Fifteen months ago I produced a list of the top-ten surnames in my family tree, for fun really more than anything, however it did highlight an imbalance in the names in my family tree.

I thought it was about time I had another look at the most common surnames in my family tree, so I fired up my copy of Family Historian and Microsoft Excel and produced an updated list (the number of individuals with the surname is shown in brackets):

  1. TROWER (139)
  2. GASSON (123)
  3. MITCHELL (94)
  4. HEMSLEY (75)
  5. BOXALL (53)
  6. KINGHORN (49)
  7. FAIRS (45)
  8. GEERING (39)
  9. HAYBITTLE (36)
  10. WREN (31)

This is much “better” than last time, the top four names are the surnames of my grandparents. The HEMSLEY surname was way down at number ten last time, so it is good to see that I have done enough work to push it higher up the “chart”.

The HAYBITTLE and WREN surnames are both new entries. I remember doing some work on the HAYBITTLEs, but I don’t remember doing much work on the WRENs but I suppose I must have done.

Copyright © 2011 John Gasson.

Creative Commons Licence

This work is licensed under a Creative Commons Attribution-NonCommercial-ShareAlike 3.0 Unported License.
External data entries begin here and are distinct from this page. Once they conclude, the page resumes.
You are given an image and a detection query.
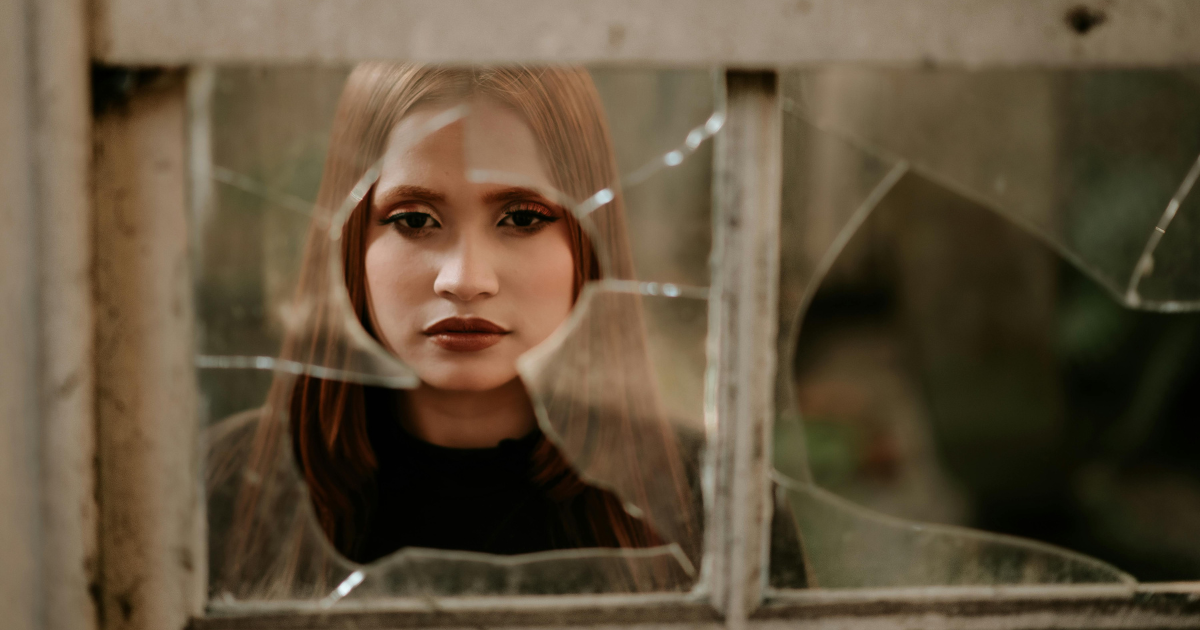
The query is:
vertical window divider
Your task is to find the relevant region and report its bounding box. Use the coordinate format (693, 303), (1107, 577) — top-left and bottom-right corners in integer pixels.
(704, 70), (782, 629)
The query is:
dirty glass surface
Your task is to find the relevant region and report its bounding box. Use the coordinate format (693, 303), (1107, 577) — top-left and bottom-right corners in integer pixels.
(772, 68), (1200, 588)
(194, 64), (724, 606)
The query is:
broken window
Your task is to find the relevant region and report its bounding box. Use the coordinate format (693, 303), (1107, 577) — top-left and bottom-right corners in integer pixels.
(193, 64), (722, 607)
(772, 68), (1200, 588)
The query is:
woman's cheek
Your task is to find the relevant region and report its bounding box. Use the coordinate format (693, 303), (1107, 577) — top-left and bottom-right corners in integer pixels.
(523, 230), (575, 344)
(364, 240), (416, 359)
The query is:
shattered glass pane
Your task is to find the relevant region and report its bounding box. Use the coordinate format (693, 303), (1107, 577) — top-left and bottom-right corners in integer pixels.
(772, 68), (1200, 588)
(196, 64), (724, 606)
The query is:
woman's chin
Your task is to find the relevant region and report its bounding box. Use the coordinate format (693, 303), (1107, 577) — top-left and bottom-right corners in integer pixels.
(418, 366), (517, 391)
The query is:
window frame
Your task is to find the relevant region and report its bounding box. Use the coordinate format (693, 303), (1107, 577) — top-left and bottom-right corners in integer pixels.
(7, 0), (1200, 629)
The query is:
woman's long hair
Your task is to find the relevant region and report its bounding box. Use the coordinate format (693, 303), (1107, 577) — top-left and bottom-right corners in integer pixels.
(221, 64), (700, 592)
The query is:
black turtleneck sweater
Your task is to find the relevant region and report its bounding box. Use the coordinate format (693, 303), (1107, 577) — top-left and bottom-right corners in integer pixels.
(353, 391), (656, 563)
Floundering in the Civil War Pension Index

11 Apr

The Civil War Pension Index on Ancestry.com is the last place I would have expected to find myself this evening, but I have been hearing a lot about the American Civil War recently and thought I ought to at least show an interest.
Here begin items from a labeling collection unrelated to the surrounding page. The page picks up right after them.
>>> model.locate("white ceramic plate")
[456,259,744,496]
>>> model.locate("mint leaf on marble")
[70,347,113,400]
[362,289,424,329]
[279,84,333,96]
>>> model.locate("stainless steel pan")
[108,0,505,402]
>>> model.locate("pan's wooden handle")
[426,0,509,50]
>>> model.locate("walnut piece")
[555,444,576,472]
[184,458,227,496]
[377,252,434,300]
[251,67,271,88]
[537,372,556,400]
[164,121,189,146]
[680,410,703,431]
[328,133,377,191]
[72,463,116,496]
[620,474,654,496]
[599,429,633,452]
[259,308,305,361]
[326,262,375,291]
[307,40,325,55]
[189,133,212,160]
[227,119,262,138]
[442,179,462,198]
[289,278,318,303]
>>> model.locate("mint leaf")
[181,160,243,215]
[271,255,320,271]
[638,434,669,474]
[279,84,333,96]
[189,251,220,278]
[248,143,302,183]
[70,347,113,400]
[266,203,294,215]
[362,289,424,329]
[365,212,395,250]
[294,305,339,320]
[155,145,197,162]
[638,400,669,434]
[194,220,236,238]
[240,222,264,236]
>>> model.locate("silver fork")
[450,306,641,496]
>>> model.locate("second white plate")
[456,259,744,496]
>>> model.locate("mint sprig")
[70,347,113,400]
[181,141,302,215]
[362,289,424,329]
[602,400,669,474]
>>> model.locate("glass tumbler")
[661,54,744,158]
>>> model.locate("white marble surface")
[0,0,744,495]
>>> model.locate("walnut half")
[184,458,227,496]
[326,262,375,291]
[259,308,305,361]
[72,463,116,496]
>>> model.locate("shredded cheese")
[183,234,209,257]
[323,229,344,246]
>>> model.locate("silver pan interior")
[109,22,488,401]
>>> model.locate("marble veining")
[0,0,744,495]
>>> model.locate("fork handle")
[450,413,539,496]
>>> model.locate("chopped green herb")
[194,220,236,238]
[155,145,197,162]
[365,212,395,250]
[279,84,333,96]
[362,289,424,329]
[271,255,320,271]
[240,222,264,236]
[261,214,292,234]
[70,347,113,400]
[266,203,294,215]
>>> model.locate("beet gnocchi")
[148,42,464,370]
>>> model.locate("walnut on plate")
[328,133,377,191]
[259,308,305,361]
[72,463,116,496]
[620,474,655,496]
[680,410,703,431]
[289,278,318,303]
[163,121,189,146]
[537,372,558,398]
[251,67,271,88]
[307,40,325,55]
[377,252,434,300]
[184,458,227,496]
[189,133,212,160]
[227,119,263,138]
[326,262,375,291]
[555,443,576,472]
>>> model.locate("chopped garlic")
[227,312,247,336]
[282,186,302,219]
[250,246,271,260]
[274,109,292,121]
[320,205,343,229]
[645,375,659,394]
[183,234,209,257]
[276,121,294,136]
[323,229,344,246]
There are two families in my family tree (the ALLCORNs and the EADEs) who emigrated to America, they are connected to me by way of the TROWERs of Henfield, Sussex. I have never really bothered to follow them over to the United States apart from a bit of census searching.

In the Civil War Pension Index I found an entry for Charles T ALLCORN and I have a Charles Trower ALLCORN in my family tree. The quality of the image is pretty atrocious and I can’t really make out much of the record but it looks like the pension claim was filed on the 27th August 1891 in Connecticut. Connecticut is the state where the ALLCORNs appear to have settled.

Charles Trower ALLCORN was born in Brighton, Sussex, England in 1854 and his family seem to have arrived in the US in 1866, which based on my limited research into the Civil War seems to rule him out of serving during the Civil War.

Interestingly the 1880 census possibly shows him as a soldier, it might not be him as there is not enough detail to be certain, but it seems quite a good match. This makes me wonder if the Civil War Pension Index is not just limited to Civil War soldiers? The truth is that I don’t really have a clue, could this native of Sussex really be in the Civil War Pension Index? Do I have time to look into this further?

Another day, another archive

11 Feb

I had another day off today and the weather was miserable again, so I headed for the East Sussex Record Office in Lewes, East Sussex to knock some more items off my to-do list.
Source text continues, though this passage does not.